Qui a dit : «
Ici, quand on recourt à la violence, ce
n’est pas pour se distraire, ce n’est jamais pour nuire à autrui, c’est parce qu’on est désespéré. C’est parce qu’on n’a plus de recours et qu’on se sent condamné à la mort économique et à la
mort sociale » ? Jean Jaurès ? Karl Marx ? Marie-George Buffet ? Jean-Luc Mélenchon ? Christian Picquet ? Aucun d’eux ! C’est monsieur Sarkozy, le 3 avril 2007, devant les marins pêcheurs de
Lorient. À l’époque, il était en campagne électorale. Ces jours-ci, dans la région de Marseille, avec ses grands airs, il a une nouvelle fois tourné casaque. Il a fustigé, pêle-mêle, les
prétendues violences des mouvements sociaux et syndicaux, des actions, où en désespoir de cause des salariés ont retenu leurs dirigeants dans leur bureau, et les mouvements pacifistes contre
l’OTAN.
Après le bouclier fiscal, voilà monsieur Sarkozy transformé en bouclier patronal ! La droite appelle alternativement à l’unité nationale et s’en prend avec hargne aux mouvements sociaux. Elle
somme les salariés, les privés d’emploi, les précaires, les licenciés à se taire et à payer la facture d’une crise dont les forces de droite sont les seules responsables. Comme à chaque moment
difficile, la grande bourgeoisie et la haute finance assimilent les classes populaires à des classes dangereuses.
Quand monsieur Sarkozy aura-t-il une parole de président de la République contre cette violence sociale dont souffrent chaque jour les salariés, avec le stress, les cadences infernales, la
précarité, les écarts et les baisses de rémunération, la brutalité des licenciements et les menaces de licenciements ? A-t-il pensé un seul moment à ces salariés, à ces cadres qui, au bout du
rouleau, se suicident sur leur lieu de travail, à ce syndicaliste qui s’est donné la mort, subissant les problèmes de ses camarades et de son entreprise comme un échec ? Que dire des
humiliations, des expulsions de travailleurs immigrés, à jour de leurs cotisations sociales et auxquels on refuse des papiers ? Que dire de celles et ceux qui dorment sur les trottoirs et au bord
du périphérique ? Que dire de ceux qui font les poubelles pour pouvoir manger ?
Où est la violence, Monsieur le Président ? Où est passé le président des fausses promesses du pouvoir d’achat et de la Sécurité sociale professionnelle ? Les femmes et les hommes qui ne peuvent
plus avoir de projet et dont les enfants n’ont pas d’avenir ne resteront pas sans réaction. L’exaspération, la révolte continueront de monter tant qu’on humiliera le peuple, qu’on le fustigera au
moment même où monsieur Sarkozy a promis un nouveau cadeau à ses amis du Fouquet’s : la diminution de l’impôt sur les grandes fortunes, après avoir annoncé la suppression de la taxe
professionnelle. Pour eux, c’est toujours bingo, et ceinture pour les classes populaires. Voilà la vraie nature de classe de ce pouvoir sarkozyste. Le scénario monté à Strasbourg entre le pouvoir
et des hordes bien organisées, casquées, masquées, chargées de semer la terreur sert à criminaliser les mouvements sociaux et citoyens, à empêcher toute expression de la gauche sociale et
politique et surtout à camoufler au peuple les néfastes décisions prises au sommet de l’OTAN, ainsi que l’action et les propositions des mouvements pacifistes.

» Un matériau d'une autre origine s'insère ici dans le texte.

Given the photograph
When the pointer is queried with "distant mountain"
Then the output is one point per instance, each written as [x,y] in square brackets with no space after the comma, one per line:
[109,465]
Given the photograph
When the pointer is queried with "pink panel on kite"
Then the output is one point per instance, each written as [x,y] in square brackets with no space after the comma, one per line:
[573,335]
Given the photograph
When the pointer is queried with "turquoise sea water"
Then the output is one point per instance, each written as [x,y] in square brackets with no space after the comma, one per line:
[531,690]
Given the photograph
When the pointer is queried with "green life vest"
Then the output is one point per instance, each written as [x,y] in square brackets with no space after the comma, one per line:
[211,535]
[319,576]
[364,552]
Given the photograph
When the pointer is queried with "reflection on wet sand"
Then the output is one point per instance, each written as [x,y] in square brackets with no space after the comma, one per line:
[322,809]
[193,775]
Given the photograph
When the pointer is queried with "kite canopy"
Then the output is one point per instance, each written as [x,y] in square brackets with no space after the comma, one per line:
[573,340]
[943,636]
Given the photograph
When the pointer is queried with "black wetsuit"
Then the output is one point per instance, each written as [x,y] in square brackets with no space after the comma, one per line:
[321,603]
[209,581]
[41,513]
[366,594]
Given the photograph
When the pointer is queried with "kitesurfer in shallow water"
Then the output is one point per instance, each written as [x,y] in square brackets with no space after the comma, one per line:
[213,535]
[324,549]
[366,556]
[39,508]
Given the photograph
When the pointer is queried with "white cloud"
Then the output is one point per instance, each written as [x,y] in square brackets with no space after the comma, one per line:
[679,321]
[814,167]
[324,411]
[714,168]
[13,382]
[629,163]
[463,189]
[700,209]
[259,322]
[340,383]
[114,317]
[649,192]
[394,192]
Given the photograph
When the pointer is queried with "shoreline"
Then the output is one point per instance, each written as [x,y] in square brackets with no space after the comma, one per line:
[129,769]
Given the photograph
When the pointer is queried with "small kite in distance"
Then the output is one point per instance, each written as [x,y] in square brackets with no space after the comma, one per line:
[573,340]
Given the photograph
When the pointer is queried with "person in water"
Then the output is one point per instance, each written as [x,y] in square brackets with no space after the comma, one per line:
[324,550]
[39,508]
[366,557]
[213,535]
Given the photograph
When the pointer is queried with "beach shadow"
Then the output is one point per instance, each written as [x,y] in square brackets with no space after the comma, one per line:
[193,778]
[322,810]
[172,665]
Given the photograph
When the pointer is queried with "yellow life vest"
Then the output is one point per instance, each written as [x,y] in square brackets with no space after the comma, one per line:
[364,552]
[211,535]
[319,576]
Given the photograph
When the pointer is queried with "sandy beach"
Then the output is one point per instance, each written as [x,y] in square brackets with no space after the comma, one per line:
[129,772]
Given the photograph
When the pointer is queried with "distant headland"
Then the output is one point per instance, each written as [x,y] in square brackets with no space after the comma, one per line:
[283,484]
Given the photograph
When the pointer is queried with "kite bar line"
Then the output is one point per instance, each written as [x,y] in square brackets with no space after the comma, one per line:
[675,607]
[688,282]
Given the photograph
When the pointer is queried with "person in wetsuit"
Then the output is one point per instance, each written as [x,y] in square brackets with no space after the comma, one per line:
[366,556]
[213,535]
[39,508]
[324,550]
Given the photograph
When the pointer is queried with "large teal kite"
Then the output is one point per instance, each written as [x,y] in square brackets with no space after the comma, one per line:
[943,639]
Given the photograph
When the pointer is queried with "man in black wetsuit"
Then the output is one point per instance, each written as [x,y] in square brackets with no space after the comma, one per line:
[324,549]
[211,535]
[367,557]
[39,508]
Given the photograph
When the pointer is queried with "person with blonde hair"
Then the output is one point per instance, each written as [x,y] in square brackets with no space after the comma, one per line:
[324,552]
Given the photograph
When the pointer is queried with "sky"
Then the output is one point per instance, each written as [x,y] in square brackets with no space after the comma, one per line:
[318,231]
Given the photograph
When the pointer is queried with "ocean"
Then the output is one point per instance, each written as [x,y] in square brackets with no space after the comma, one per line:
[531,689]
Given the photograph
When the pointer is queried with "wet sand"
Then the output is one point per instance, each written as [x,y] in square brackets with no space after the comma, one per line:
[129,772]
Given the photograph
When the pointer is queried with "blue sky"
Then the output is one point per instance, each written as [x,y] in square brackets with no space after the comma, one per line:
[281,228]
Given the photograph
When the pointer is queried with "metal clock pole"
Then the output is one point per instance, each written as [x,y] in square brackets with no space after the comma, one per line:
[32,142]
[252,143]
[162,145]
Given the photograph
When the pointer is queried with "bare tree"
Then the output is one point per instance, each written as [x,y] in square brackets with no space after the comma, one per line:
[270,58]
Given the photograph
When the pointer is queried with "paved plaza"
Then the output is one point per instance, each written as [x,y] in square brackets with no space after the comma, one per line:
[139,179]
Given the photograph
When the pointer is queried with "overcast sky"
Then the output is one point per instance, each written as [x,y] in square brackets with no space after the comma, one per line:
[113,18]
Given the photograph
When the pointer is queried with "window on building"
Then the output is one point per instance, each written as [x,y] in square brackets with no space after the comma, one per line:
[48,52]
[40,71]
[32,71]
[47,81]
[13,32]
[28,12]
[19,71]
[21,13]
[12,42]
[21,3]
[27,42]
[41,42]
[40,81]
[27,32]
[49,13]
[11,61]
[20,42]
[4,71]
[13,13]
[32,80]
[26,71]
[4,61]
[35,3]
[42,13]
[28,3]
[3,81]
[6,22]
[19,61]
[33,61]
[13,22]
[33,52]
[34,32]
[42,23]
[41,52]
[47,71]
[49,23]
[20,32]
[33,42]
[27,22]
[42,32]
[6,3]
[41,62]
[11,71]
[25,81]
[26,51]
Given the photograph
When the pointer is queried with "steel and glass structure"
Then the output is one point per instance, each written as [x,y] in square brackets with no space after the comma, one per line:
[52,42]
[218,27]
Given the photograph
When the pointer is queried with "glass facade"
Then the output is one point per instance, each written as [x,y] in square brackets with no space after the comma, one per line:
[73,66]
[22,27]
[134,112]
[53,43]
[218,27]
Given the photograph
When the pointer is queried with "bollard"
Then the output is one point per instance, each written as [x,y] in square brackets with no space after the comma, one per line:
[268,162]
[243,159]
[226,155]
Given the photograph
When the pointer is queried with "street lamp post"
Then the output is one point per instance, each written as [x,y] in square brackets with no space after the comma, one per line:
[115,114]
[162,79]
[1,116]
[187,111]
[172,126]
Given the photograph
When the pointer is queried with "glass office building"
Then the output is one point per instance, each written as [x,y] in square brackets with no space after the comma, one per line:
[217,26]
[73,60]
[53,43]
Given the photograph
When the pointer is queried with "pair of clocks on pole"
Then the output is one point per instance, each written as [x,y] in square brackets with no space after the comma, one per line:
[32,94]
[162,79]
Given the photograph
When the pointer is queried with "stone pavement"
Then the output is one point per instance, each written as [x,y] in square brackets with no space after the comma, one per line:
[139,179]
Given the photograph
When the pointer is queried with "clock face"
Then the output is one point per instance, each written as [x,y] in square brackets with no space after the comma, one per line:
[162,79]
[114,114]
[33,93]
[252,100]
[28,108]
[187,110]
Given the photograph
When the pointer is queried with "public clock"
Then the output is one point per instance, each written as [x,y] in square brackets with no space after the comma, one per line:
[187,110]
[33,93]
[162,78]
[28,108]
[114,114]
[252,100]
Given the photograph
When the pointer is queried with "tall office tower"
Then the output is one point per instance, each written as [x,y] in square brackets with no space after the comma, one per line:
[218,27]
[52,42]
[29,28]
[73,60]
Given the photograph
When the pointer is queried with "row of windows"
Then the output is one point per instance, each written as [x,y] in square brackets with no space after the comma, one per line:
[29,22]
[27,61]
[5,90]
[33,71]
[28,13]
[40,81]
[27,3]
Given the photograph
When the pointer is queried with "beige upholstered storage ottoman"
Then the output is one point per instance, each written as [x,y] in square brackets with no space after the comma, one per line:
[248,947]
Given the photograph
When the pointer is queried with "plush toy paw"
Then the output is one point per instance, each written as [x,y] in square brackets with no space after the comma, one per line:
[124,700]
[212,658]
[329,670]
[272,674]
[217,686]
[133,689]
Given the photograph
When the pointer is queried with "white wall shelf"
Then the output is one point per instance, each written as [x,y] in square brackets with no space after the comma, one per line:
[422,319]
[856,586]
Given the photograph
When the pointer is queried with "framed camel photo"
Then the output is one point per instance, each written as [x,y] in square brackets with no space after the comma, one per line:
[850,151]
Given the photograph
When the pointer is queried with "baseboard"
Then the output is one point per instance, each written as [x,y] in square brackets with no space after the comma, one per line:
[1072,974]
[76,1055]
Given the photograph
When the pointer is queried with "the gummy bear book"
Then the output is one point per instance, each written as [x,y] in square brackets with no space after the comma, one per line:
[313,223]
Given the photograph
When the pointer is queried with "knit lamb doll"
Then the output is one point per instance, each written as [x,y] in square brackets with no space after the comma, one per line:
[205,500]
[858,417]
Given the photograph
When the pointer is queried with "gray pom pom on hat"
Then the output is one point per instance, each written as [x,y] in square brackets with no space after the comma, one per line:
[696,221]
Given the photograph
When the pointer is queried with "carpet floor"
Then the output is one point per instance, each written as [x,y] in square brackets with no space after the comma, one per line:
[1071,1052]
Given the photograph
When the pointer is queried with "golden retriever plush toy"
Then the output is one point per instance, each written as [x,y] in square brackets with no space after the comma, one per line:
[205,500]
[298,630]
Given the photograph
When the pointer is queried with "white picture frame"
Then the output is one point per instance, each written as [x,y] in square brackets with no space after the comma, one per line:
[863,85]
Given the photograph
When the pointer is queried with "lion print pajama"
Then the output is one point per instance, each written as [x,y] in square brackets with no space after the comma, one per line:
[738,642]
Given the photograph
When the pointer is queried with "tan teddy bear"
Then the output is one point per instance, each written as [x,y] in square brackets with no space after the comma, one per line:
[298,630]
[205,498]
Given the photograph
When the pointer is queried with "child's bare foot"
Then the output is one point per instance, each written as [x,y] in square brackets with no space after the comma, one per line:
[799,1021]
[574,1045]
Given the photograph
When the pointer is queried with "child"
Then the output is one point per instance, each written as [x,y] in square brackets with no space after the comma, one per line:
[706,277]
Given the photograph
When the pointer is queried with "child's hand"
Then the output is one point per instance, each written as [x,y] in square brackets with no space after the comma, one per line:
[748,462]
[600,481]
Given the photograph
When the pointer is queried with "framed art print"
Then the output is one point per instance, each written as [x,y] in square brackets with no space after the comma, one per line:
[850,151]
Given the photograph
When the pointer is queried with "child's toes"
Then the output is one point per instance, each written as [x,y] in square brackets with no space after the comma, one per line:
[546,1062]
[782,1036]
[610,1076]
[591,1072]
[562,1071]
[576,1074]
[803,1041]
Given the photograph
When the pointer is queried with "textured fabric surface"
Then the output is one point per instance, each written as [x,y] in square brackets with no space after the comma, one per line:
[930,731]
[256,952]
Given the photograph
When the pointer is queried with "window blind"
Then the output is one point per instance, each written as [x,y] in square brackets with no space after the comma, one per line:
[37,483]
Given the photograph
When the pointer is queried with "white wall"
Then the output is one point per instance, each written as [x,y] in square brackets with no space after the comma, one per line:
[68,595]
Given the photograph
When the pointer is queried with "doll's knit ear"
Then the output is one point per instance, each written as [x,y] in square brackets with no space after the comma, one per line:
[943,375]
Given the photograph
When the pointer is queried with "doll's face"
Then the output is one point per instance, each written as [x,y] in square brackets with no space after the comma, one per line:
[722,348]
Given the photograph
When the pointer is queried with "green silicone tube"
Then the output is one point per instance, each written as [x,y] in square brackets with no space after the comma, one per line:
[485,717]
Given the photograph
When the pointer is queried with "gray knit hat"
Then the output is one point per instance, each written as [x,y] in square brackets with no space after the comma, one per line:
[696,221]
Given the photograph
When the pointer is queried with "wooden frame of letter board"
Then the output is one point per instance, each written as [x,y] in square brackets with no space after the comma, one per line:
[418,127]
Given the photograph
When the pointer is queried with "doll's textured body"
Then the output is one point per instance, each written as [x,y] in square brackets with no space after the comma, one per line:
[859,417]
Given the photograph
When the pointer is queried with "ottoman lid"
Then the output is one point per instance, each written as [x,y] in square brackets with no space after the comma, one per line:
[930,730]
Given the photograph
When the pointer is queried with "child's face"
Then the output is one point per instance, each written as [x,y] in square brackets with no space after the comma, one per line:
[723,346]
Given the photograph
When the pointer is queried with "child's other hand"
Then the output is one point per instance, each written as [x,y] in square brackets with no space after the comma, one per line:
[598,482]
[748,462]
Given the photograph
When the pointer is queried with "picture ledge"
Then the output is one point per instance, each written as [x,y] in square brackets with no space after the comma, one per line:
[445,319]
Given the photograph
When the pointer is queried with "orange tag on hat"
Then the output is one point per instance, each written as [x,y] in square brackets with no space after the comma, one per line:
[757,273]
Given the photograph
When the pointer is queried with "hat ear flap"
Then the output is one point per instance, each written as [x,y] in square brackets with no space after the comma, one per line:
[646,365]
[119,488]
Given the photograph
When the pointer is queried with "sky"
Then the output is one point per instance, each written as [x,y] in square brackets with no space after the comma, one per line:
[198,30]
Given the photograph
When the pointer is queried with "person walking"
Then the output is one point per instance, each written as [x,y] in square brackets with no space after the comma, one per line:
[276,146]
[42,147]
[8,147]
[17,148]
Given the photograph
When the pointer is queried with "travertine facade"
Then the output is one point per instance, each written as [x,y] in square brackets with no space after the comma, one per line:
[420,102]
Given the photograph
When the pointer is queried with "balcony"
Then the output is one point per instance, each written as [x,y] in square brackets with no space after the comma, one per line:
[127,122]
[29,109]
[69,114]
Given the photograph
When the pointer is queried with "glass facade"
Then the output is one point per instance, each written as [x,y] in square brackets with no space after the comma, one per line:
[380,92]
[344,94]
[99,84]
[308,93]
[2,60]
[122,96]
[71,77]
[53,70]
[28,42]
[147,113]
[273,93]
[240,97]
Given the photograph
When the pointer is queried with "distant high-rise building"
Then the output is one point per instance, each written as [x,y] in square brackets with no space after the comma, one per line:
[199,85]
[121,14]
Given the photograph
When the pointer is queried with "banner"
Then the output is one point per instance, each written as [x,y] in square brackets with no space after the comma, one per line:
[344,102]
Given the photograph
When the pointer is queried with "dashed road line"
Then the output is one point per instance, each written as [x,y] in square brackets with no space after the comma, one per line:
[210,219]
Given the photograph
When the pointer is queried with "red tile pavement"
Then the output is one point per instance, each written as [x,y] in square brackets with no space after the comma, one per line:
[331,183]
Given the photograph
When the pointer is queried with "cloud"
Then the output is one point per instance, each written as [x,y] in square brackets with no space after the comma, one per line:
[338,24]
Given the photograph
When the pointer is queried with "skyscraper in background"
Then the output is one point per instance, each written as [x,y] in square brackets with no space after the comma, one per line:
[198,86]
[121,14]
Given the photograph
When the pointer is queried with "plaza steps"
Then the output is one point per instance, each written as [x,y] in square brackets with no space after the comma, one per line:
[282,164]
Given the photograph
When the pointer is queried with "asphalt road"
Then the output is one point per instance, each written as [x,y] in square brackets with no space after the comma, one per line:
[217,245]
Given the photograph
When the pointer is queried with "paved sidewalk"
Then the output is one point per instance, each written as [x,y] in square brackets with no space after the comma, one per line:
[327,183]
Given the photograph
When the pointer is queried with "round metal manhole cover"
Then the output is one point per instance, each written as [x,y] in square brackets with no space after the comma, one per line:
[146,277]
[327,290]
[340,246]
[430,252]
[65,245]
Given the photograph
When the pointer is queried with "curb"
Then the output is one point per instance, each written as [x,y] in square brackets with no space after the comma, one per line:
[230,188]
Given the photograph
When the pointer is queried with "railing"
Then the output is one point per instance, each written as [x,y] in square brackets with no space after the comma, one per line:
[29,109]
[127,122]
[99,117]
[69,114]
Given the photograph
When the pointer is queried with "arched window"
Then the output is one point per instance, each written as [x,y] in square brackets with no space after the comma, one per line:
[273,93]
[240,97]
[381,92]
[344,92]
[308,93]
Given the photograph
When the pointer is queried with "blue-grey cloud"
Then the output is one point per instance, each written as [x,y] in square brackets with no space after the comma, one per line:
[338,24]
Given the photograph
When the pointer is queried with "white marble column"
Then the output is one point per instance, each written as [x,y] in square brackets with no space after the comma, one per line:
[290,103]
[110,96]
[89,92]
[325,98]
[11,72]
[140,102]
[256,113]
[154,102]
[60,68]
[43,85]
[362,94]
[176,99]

Il ne faut pas se laisser intimider. Si le peuple s’était plié aux injonctions de la droite et la haute finance, il ne se serait jamais uni dans le Front populaire, le Conseil national de la
Résistance, Mai 68, pour la mise à bas du CPE et le « non » majoritaire au référendum sur la Constitution européenne en 2005. Pour trouver une issue à la crise et inventer un autre avenir, le
peuple, uni dans sa diversité, ne peut compter que sur lui-même. Dans l’action le 1
er mai avec toutes les organisations syndicales. Le 7 juin prochain, dans l’unité populaire, avec le
Front de gauche, il peut bousculer la donne politique.
C’est avec calme et détermination que nous pouvons faire reculer la féroce loi et la violence du capitalisme.